新商品は『神父様の〇〇』『天使たちへの〇〇』 「神父」「園長」「ユーチューバー」のインド人男性と老舗和菓子店のコラボ商品誕生【徳島】

徳島県阿南市富岡町にあるカトリック教会の神父で、幼稚園の園長もつとめている南インド出身の男性がいます。

この男性が地元の老舗和菓子店と協力し、故郷の味を生かして、新たな商品を生み出しました。

開発から販売まで、カメラが密着しました。

3つの顔を持つ南インド出身のスティーブ神父

阿南カトリック教会のスティーブ神父(39歳)。

南インド出身で、日本へ来て10年あまりになります。

スティーブ神父は、教会の敷地内にあり、モンテッソーリ教育を取り入れている阿南聖母幼稚園の園長も兼ねています。

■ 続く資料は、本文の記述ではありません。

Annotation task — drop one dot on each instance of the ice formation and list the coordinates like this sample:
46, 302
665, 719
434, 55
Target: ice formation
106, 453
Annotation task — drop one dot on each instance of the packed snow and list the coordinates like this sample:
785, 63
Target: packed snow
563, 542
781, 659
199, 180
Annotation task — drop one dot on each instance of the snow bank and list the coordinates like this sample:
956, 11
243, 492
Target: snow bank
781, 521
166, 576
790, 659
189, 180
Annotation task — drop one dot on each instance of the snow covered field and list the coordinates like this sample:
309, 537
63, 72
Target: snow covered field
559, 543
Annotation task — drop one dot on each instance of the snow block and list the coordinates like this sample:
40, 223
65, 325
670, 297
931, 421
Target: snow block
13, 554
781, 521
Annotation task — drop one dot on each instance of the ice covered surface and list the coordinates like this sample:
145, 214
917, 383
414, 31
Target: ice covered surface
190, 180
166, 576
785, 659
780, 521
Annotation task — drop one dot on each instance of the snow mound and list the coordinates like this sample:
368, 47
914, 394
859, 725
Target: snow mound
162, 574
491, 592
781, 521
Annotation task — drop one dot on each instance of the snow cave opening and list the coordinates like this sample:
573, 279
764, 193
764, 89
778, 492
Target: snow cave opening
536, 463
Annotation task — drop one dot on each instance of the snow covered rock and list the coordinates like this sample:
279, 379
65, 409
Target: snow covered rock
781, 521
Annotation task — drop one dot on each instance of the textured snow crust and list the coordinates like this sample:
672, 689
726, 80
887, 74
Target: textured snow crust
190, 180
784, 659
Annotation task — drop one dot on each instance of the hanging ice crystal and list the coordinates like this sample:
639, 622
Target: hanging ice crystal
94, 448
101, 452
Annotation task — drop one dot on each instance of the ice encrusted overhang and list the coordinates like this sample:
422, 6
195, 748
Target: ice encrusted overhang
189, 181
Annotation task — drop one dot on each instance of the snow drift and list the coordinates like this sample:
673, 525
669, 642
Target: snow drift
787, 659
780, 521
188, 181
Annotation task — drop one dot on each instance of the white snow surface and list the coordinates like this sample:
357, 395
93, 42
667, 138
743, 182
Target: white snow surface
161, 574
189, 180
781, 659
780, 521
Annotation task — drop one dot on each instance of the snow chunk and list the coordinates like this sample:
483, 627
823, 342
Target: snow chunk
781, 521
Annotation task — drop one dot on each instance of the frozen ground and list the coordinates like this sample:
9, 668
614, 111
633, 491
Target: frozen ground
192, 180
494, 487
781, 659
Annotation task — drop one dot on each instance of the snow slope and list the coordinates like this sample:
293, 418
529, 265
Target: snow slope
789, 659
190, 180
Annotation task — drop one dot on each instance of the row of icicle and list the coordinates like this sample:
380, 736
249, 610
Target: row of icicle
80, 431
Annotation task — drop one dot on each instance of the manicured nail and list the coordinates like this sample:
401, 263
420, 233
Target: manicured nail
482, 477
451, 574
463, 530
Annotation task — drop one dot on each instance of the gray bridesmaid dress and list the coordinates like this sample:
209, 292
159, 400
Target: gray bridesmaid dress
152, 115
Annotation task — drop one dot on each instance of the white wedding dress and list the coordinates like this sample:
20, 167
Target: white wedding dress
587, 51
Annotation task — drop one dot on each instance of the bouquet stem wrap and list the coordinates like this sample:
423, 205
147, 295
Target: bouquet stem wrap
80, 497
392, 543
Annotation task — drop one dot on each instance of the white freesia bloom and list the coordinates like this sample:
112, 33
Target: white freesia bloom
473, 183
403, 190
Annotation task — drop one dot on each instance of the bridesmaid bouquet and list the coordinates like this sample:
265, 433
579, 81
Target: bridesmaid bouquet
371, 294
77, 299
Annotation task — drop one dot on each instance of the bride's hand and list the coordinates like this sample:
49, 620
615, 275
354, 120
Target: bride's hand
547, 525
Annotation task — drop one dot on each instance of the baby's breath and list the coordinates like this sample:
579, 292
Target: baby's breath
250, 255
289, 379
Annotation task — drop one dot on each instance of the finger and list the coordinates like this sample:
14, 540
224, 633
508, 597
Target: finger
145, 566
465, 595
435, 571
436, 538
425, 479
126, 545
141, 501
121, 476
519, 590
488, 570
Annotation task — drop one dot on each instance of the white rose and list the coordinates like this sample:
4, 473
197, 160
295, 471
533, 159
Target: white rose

祈り、そして子どもたちの笑顔にあふれた日々を送っているスティーブ神父。

しかし、そんなスティーブ神父には、実はもう一つの意外な顔があるんです…。

(スティーブ神父 ※神父のYouTube用動画を参照)

「今回は『ウプマ』をどうやって作るかを紹介します」

もう一つの顔というのは、何とユーチューバー。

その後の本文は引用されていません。